Time is part of the issue, but what is the deeper root of our problem? What are we afraid of?
Are we afraid of what other people will think? Maybe we’d rather keep our activism on the down low; we’re still doing pro-life things…as long as no one we know notices.
Are we afraid that we won’t be able to fulfill our responsibilities properly, so we procrastinate until we have to bow out with an excuse?
Are we afraid that we’ll let our fellow club members down? Afraid that we’ll let the cause down?
These are all real fears that can paralyze us, if we let them. So as we go back-to-school and prepare ourselves for the year, let’s give ourselves a good dose of perspective. I dare you to ask yourself a dangerous question, a question that radically changed my time at university and continues to get me out of bed even on daunting mornings: is the fear that is holding me back more important than the message I have to share? Or, will the reality of 300 innocent lives lost every day to abortion in Canada propel me to overcome my fears and insecurities?

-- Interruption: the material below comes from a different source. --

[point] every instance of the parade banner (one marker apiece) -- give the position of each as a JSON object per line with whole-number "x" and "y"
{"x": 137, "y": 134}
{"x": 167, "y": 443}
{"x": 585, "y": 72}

I know that standing here, on the brink of a new semester, can be daunting. All of us would prefer to merely dip our toes or wade in the waters of the cause. But injustices are never righted by people taking an occasional lukewarm interest. Conviction must lead to commitment if we are to succeed in ending abortion. It requires us to be brave and bold enough to stop hugging the shoreline and dive past our fears into the deep uncertain waters of a life lived for others.
So sign up for an executive position with your club, organize that first club meeting, plan those events, book those club tables, remind those friends about getting involved, and live as if somebody else’s life depends on it – because it does.